[Design RFC] Being more defensive about fetching commits in partial clone

Jonathan Tan <jonathantanmy@xxxxxxxxxx> · Wed, 23 Nov 2022 16:42:05 -0800

At $DAYJOB, we recently ran into a situation in which through a bug (not
necessarily through Git) [1], there was corruption in the object store of
a partial clone. In this particular case, the problem was exposed when "git
gc" tried to expire reflogs, which calls repo_parse_commit(), which triggers
fetches of the missing commits.

We don't want to go to great lengths to improve the user experience in a
relatively rare case caused by a bug in another program at the expense of the
regular user experience, so this constrains the solution space. But I think
there is a solution that works: if we have reason to believe that we are
parsing a commit, we shouldn't lazy-fetch if it is missing. (I'm not proposing
a hard guarantee that commits are never lazy-fetched; this just relatively
increases resilience to object store corruption, and does not guarantee
absolute defense.) I think that we can use a missing commit as a sign of
object store corruption in this case because currently, Git does not support
excluding commits in partial clones.

There are other possible solutions including passing an argument from "git gc"
to "git reflog" to inhibit all lazy fetches, but I think that this fix is at
the wrong level - fixing "git reflog" means that this particular command works
fine, or so we think (it will fail if it somehow needs to read a legitimately
missing blob, say, a .gitmodules file), but fixing repo_parse_commit() will fix
a whole class of bugs.

A question remains of whether we would need to undo all this work if we decide
to support commit filters in partial clones. Firstly, there are good arguments
against (and, of course, for) commit filters in partial clones, so commit
filters may not work out in the end anyway. Secondly, even if we do have commit
filters, we at $DAYJOB think that we still need to differentiate, in some way,
a fetch that we have accounted for in our design and a fetch that we haven't;
commit chains have much greater lengths than tree chains and users wouldn't
want to wait for Git to fetch commit by commit (or segment by segment, if we
end up batch fetching commits as we probably will). So we would be building on
the defensiveness of fetching commits in this case, not tearing it down.

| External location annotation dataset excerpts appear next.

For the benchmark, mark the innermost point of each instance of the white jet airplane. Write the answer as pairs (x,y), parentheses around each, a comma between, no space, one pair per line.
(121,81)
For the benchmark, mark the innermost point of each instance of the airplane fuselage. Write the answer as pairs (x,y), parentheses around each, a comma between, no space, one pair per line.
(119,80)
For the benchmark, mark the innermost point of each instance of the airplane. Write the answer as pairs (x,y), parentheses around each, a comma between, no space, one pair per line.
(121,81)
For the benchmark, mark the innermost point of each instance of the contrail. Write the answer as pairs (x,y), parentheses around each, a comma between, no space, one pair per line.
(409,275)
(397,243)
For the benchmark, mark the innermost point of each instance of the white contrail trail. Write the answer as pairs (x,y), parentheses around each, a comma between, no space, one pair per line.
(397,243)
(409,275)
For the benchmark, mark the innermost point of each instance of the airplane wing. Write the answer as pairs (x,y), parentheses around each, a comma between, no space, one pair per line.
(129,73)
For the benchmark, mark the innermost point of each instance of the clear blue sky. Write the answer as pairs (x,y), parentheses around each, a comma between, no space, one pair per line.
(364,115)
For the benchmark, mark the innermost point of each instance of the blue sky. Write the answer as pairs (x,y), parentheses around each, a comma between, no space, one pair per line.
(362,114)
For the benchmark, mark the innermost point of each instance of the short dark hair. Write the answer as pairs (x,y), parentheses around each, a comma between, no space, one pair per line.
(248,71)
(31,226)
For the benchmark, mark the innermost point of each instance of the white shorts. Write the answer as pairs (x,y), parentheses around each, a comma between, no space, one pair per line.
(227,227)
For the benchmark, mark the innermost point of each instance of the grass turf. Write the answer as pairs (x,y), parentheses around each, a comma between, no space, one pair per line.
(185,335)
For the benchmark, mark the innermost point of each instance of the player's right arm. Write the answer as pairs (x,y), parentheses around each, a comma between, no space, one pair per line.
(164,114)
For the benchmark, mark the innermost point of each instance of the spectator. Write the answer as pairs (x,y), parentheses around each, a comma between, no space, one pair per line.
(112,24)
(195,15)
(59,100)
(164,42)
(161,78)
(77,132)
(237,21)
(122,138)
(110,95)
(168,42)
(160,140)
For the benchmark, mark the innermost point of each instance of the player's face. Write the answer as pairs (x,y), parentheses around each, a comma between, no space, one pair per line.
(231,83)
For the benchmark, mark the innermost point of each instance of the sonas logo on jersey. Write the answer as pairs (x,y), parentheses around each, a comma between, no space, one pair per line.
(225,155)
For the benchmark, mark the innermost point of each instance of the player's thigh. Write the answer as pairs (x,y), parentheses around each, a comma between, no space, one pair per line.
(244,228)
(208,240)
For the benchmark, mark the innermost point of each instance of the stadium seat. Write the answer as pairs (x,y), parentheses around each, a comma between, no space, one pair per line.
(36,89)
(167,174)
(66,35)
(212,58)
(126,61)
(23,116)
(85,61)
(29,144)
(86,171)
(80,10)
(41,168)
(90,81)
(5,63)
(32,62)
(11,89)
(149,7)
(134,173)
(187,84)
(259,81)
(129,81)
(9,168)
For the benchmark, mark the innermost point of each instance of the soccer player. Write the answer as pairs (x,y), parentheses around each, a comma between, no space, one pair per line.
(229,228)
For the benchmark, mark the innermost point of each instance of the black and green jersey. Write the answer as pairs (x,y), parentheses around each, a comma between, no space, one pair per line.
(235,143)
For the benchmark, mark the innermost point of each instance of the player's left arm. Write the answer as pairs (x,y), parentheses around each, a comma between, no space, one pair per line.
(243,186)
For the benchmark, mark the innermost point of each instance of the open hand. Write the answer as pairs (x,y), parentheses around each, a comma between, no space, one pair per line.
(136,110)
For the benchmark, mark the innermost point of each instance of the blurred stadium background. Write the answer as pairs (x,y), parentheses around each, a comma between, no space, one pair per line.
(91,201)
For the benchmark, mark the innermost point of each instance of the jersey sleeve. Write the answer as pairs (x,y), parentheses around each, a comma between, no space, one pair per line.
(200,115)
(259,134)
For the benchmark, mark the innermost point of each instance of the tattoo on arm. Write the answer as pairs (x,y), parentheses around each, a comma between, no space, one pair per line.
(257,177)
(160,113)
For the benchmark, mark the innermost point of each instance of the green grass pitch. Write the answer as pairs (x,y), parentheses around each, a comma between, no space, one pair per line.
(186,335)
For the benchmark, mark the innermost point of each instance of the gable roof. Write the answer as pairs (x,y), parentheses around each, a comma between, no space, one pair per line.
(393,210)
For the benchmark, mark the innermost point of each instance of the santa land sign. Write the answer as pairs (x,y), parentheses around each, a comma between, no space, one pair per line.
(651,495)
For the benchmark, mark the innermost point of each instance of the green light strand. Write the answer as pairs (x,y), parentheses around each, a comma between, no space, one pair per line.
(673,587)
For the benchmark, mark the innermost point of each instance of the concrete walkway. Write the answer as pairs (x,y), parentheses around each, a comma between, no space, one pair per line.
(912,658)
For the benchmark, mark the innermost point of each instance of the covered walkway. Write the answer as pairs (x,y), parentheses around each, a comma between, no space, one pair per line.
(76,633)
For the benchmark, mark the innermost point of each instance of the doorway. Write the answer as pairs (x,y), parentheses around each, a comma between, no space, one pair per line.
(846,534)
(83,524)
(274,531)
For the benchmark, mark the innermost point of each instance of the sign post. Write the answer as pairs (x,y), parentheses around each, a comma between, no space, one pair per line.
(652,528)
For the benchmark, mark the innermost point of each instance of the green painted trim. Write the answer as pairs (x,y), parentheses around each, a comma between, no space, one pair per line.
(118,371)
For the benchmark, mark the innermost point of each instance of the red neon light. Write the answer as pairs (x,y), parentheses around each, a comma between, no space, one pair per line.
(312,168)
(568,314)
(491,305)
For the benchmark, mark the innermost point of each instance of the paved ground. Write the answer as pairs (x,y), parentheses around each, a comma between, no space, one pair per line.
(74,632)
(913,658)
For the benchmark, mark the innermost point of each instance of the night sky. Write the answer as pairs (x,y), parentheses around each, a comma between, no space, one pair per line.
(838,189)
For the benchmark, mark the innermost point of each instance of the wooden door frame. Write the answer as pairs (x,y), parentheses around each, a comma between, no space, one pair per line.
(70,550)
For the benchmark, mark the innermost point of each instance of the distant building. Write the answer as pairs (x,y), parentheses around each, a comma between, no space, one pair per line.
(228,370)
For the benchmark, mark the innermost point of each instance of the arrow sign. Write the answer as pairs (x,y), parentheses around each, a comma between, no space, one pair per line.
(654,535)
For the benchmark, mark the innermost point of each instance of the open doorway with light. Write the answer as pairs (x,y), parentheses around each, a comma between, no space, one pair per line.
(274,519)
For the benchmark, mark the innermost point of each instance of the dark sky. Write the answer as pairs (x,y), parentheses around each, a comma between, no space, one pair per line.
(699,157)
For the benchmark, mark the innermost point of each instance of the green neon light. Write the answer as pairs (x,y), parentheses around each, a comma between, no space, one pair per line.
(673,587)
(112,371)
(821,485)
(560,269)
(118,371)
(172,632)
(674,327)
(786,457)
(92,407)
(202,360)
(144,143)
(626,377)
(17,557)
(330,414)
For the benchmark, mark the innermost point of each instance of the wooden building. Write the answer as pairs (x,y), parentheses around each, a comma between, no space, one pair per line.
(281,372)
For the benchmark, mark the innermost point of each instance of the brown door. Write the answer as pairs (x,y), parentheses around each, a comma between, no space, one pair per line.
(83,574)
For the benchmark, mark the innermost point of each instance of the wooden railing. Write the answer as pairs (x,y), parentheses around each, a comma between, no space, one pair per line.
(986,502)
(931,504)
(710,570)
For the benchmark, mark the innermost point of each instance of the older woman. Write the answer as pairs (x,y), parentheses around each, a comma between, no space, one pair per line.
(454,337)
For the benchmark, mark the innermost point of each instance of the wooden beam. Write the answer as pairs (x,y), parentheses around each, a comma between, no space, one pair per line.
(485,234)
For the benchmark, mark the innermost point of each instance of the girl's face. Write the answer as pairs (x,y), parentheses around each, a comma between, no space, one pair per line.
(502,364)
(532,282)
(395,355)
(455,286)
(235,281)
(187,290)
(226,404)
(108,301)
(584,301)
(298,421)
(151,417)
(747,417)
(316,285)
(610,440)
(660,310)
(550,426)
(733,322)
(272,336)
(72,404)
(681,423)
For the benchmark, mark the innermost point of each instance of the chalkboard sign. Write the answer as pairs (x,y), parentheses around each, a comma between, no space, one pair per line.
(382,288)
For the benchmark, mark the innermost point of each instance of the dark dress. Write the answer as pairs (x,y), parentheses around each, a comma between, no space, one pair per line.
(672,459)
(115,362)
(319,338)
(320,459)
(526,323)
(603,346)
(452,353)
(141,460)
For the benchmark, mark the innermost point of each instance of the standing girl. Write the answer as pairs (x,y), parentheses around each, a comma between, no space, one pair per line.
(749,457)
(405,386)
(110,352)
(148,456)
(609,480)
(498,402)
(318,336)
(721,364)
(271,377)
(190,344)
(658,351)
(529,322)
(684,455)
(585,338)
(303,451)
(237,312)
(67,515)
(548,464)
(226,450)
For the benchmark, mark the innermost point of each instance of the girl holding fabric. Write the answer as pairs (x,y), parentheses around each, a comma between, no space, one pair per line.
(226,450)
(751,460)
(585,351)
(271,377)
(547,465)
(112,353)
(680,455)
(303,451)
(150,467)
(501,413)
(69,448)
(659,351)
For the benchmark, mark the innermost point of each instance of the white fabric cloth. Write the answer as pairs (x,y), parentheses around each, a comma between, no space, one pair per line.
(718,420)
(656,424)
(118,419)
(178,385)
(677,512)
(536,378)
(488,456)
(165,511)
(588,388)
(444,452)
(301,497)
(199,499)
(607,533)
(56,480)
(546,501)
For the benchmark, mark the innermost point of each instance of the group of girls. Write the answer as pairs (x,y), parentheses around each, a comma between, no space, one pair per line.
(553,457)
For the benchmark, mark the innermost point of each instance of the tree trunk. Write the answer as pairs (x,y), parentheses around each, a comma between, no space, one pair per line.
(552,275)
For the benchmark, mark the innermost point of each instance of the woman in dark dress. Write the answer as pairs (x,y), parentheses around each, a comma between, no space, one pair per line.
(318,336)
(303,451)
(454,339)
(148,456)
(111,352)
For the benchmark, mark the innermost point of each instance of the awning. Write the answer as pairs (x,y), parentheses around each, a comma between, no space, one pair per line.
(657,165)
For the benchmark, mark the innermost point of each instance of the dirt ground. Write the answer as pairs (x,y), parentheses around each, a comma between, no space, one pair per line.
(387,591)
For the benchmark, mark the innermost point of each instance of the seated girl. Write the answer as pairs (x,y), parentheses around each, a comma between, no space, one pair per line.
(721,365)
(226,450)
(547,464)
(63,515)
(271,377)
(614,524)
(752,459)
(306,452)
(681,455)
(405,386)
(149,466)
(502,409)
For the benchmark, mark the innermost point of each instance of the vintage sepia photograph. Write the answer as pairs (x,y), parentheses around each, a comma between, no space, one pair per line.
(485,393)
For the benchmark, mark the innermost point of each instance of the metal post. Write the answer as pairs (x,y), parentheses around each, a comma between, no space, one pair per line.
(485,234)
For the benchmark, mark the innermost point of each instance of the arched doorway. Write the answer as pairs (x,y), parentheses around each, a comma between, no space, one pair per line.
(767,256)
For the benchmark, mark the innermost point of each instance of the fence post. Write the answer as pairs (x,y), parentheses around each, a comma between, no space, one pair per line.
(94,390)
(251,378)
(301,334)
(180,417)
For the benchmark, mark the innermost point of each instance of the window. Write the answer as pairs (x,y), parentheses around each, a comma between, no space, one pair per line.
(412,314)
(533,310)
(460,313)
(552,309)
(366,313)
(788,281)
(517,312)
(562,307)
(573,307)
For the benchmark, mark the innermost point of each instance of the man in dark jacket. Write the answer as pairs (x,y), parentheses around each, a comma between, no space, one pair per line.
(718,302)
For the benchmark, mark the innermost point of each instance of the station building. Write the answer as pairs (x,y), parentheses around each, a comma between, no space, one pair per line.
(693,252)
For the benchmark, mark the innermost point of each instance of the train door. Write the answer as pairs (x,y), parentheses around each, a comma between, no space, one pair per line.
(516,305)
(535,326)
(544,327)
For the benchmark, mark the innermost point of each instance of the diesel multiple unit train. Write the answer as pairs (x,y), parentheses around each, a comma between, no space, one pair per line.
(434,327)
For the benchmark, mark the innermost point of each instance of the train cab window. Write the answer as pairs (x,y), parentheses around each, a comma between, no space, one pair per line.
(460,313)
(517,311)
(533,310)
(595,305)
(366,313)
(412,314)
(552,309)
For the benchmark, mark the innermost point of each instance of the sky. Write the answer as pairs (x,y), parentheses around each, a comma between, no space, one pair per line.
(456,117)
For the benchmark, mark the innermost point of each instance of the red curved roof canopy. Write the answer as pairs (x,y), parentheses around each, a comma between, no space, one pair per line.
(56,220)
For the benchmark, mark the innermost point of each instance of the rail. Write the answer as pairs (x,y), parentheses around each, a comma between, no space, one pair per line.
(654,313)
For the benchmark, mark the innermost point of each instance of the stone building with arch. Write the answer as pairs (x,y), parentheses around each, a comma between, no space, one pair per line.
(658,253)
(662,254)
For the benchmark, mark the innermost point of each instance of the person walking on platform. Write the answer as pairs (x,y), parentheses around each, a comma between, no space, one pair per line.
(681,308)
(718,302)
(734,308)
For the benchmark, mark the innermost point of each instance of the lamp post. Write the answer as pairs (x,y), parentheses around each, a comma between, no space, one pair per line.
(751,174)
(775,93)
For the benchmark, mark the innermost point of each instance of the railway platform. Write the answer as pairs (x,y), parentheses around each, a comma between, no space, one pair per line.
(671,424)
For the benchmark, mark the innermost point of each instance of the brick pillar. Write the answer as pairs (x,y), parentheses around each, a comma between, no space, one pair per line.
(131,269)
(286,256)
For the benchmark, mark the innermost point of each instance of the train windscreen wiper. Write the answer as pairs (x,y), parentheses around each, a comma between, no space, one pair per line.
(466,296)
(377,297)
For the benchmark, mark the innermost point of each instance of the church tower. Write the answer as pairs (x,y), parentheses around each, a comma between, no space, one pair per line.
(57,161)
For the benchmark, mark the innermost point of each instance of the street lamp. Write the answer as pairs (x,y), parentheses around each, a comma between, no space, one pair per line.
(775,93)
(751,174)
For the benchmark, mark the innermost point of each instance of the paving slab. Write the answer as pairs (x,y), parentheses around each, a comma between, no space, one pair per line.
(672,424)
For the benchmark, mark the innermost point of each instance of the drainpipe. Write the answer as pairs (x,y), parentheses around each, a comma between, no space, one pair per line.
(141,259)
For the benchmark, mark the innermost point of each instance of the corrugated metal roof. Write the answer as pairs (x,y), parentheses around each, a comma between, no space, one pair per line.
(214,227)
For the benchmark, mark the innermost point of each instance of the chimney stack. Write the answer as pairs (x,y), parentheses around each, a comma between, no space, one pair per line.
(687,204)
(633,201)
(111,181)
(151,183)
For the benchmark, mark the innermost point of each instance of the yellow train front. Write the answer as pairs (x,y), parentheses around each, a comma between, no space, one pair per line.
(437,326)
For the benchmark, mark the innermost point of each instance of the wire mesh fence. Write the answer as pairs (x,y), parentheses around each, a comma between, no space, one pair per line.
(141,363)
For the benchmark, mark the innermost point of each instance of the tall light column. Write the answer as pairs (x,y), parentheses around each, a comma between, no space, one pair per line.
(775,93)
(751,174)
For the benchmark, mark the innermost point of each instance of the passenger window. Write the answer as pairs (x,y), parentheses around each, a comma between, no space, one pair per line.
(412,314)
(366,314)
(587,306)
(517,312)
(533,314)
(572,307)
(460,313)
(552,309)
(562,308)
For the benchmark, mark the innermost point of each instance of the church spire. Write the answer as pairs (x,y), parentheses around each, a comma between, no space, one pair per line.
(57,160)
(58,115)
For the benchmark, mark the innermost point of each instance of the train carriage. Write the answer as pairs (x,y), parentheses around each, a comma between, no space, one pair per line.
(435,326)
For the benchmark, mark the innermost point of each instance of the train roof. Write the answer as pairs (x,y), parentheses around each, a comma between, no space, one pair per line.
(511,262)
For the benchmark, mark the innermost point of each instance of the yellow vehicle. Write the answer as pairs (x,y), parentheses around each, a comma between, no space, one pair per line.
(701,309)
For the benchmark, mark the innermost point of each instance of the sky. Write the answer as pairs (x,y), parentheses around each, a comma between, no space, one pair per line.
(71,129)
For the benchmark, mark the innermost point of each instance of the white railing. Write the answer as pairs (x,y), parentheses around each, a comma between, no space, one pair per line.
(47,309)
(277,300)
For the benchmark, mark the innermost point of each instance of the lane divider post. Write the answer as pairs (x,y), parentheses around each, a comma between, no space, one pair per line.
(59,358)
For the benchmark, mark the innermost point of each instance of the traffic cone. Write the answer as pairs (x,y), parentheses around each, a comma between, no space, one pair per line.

My next step will be to send a patch modifying repo_parse_commit() to not
lazy-fetch, and I think that future work will lie in identifying when we know
that we are reading a commit and inhibiting lazy-fetches in those cases. If
anyone has an opinion on this, feel free to let us know (hence the "RFC" in
the subject).

[1] For the curious, we ran a script that ran "git gc" on a repo having
configured a symlink to that repo as its alternate, which resulted in many
objects being deleted.